Brian Dyson, former CEO of Coca-Cola, first shared this analogy in a commencement speech for Georgia Tech Institute on September 6, 1991. The five-balls-of-life idea is as relevant today as it was when he first spoke of it to his audience. Here’s an excerpt of his speech:
“Imagine life as a game in which you are juggling some five balls in the air. You name them work, family, health, friends, and spirit. And you’re keeping all of these in the air. You will soon understand that work is a rubber ball. If you drop it, it will bounce back. But the other four balls—family, health, friends, and spirit—are made of glass. If you drop one of these, they will be irrevocably scuffed, marked, nicked, damaged, or even shattered. They will never be the same. You must understand that and strive for balance in your life.”
Deciding which balls you keep juggling in the air is a great visual and technique to help you quickly distill what’s important when it comes to work-life choices—a concept that’s undergone even greater scrutiny, thanks to the better part of the last two years.
As I stepped away from an eleven-year tenure, overseeing thirty thousand employees and $18 billion in revenue, that stark transition caused me to reevaluate what my priorities were and really always have been.

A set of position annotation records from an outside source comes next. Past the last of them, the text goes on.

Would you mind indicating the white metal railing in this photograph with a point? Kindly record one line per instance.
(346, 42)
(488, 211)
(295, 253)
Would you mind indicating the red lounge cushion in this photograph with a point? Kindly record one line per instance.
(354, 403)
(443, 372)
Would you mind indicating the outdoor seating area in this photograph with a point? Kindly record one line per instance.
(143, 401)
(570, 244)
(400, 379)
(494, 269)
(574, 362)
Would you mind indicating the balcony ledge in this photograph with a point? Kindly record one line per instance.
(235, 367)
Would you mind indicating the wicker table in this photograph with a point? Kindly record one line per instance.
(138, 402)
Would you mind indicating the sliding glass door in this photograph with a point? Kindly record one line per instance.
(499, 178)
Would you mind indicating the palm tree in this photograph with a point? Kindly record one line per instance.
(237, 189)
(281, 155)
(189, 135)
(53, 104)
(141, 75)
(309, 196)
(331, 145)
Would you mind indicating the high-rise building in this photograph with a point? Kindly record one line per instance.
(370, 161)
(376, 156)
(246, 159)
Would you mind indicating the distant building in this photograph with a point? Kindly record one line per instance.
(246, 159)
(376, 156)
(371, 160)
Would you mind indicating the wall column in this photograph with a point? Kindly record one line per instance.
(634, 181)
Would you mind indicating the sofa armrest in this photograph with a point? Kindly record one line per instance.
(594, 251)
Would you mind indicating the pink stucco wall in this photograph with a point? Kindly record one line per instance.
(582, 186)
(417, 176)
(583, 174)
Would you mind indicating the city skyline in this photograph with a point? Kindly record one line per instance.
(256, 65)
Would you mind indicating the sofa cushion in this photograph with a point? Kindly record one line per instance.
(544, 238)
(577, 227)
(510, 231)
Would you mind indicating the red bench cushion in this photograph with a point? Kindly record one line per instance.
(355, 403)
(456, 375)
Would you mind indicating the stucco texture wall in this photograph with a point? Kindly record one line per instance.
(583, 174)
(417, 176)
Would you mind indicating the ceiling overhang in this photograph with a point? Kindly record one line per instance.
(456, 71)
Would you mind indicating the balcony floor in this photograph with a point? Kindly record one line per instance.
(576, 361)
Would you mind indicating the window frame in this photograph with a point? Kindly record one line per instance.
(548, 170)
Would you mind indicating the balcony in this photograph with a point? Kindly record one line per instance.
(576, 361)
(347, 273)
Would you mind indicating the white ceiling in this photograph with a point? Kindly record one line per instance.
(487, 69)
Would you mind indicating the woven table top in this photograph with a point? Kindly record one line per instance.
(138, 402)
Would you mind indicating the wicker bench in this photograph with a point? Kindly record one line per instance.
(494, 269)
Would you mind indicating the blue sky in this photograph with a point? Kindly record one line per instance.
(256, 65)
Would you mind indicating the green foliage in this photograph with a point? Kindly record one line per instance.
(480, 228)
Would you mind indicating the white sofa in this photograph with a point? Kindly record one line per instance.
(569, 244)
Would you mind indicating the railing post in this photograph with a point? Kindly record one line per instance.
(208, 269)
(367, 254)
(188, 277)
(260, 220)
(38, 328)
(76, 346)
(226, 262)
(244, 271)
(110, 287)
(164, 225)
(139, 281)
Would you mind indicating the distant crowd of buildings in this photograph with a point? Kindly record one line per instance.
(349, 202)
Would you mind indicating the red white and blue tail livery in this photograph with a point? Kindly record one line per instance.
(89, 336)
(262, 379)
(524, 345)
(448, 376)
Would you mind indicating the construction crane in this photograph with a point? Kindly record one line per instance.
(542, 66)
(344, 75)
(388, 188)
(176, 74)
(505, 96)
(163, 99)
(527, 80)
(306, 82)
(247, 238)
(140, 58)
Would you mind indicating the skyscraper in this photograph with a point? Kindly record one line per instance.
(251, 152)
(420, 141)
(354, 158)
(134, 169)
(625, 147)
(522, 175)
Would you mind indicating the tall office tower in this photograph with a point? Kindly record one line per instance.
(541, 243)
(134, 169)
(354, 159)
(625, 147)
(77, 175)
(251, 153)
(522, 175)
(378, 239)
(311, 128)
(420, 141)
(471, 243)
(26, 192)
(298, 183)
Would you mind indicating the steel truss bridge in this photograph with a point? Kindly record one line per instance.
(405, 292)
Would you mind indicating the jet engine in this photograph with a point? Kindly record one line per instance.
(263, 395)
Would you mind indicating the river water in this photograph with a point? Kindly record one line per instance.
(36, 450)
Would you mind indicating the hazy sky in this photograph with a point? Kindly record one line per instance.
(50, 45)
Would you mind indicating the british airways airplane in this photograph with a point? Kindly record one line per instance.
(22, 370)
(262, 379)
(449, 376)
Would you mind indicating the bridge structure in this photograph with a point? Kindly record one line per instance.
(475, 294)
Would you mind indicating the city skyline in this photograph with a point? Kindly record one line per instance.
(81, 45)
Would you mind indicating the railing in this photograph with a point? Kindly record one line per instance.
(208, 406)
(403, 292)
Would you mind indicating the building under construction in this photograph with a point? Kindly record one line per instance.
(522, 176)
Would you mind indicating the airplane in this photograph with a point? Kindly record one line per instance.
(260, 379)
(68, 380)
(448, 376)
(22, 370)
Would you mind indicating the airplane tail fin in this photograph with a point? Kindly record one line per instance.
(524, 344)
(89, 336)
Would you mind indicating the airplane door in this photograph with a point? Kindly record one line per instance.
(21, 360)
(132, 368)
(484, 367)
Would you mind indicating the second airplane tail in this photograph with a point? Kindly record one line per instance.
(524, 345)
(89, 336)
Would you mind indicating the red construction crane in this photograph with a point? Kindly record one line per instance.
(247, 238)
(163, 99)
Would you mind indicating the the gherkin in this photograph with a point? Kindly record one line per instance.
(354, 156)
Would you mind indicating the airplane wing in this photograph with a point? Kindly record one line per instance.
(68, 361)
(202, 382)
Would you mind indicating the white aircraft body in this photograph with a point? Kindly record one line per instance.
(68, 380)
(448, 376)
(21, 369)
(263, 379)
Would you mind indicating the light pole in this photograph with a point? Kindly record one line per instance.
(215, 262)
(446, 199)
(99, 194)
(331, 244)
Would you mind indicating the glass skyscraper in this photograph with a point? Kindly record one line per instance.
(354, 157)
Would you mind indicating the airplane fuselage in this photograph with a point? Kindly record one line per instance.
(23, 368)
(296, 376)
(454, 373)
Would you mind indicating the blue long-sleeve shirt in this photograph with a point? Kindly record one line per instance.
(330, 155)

While I don’t have a juggling analogy like Dyson, the way I lock on to my destination is by focusing on my WHY with three pillars:
The first pillar is family
Helping my wife and son live their best lives and reach their fullest potential is the best gift that I can think of giving them. My wife and I are pouring into our son all that we’ve learned from one another and our respective journeys. Our hope is that he benefits from observing how we show resilience in the face of heartache and bumps along the road.
The second pillar is career
I’m in my dream job today. My role as special counsel to the CEO at Comcast is one where I still get to impact others. I love to motivate teams and influence others on critical issues. Whether it’s at Comcast or with the boards that I serve on, I’ve learned that nothing happens unless someone feels something. I want to teach others what my mentors taught me: make it fun, fair, and fulfilling.
The third pillar is service
So much was given to me as I was maturing and growing as a human being and later on from mentors in my life. It would be against everything that I believe if I didn’t pay it forward. Giving back, mentoring others, sharing my journey from the projects to the president, and providing community service are a few of the ways I’m coming full circle.
Whether it’s juggling glass and rubber balls or looking at your life as pillars, find an analogy that is meaningful to you and is “sticky” or not easily forgotten. Malcolm Gladwell popularized “stickiness” in The Tipping Point as a way to explain an idea that is memorable. His definition applies here. Having quick recall of your analogy helps when you need to make frequent but often important decisions that impact your focus on the journey. If you have a sticky visual or prompt that keeps you aligned with your goals, tell me about it. I’d love to hear your story.